«50 страниц основного текста, 70 страниц приложений, не менее семи тысяч цифр, использованных в анализе», – суховато, но с видимым удовлетворением описывает итог девятилетнего проекта Андрей Маркевич, профессор Российской экономической школы (РЭШ), а также содиректор совместного бакалавриата РЭШ и Высшей школы экономики. Написанную им в соавторстве с Екатериной Журавской, профессором Парижской школы экономики, статью об экономическом эффекте отмены крепостного права недавно опубликовал авторитетный научный журнал American Economic Review.
Мы встретились с Маркевичем, чтобы обсудить глубину изменений, произошедших в стране в результате «всего лишь одной конкретной институциональной реформы». «Слава богу, рабство сейчас запрещено в мире – по крайней мере, формально. Но вопрос значения рабского, или принудительного труда и последствий отказа от него вы можете исследовать на совершенно легальных архивных данных», – рассказывает Маркевич. В начале беседы о русском крепостничестве слово «рабство» звучит естественно и даже привычно, и все же я заостряю на нем внимание: было ли положение русских крепостных таким уж невыносимым, как принято считать?
– Можно ли вообще приравнивать крепостничество к рабству?
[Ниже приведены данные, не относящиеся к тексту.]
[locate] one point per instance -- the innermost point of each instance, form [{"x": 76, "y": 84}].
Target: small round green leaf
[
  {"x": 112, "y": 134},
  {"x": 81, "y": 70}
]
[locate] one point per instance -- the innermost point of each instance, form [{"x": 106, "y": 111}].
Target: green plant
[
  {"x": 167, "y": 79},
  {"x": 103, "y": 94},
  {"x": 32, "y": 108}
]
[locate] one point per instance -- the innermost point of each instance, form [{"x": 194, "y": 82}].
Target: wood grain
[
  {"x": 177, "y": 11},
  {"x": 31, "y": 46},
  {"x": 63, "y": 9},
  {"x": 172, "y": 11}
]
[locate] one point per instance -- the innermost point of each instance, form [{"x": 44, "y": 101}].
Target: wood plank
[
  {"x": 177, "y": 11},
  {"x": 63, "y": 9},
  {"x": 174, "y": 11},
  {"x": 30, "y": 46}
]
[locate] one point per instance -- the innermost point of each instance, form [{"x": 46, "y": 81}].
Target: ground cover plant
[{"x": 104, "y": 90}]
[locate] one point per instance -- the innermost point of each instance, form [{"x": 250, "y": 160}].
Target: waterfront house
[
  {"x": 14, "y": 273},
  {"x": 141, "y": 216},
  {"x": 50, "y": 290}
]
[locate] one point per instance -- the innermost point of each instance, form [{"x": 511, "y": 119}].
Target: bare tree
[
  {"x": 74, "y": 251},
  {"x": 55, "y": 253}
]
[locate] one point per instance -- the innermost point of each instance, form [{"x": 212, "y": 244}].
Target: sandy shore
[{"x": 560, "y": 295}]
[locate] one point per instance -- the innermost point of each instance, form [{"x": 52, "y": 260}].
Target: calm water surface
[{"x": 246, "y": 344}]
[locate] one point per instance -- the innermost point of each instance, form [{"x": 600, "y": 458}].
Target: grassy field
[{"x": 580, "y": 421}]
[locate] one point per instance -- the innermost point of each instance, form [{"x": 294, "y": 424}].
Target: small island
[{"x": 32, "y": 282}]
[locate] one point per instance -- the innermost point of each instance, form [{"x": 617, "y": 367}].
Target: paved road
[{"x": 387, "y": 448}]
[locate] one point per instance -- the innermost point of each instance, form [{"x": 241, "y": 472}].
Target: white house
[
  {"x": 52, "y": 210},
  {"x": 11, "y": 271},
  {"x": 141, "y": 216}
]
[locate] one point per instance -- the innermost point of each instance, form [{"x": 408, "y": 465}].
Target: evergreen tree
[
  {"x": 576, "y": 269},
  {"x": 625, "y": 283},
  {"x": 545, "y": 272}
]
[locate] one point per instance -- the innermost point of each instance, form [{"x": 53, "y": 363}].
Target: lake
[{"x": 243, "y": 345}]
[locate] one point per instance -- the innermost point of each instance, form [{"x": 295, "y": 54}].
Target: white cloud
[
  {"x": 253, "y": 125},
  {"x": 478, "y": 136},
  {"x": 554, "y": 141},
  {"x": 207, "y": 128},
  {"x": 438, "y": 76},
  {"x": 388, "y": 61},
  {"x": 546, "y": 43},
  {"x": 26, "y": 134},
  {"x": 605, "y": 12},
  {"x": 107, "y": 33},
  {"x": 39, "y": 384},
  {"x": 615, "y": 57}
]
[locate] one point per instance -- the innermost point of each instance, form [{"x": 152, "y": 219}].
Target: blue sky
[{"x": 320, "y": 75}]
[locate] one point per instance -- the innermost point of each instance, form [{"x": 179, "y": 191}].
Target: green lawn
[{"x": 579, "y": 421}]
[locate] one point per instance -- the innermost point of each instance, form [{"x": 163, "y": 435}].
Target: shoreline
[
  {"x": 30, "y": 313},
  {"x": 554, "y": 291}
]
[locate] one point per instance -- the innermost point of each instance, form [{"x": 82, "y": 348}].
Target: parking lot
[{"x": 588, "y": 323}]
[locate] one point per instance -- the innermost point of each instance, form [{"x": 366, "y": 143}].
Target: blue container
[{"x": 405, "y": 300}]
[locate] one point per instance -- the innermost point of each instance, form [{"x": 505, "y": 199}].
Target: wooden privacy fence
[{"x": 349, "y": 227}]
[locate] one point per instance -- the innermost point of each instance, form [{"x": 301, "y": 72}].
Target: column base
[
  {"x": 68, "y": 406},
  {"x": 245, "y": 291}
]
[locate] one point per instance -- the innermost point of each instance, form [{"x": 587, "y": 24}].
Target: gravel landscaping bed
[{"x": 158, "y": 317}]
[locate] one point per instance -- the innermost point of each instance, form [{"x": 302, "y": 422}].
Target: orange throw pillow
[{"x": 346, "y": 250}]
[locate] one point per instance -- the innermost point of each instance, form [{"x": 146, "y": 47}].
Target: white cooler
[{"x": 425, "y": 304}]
Ричард Пайпс, например, доказывал, что нельзя. Значительная часть русских крестьян не отрабатывала барщину, а платила оброк, который нередко принимал форму контрактных отношений с помещиком. В северных губерниях крепостные вели активную предпринимательскую деятельность, контролировали целые рынки – например, хлопчатобумажных тканей.
– Рабство – довольно очевидная параллель. Крепостные были ограничены в своих основных свободах, в праве принятия решений. За них эти решения принимали помещики, так же, как это делали рабовладельцы. Хотя традиции и законы больше ограничивали помещика, чем рабовладельца, допустим, в США. В Российской империи помещик обязан был обеспечить своим крепостным минимальный прожиточный уровень, а в неурожайные годы во избежание голода даже кредитовать их из своих запасов.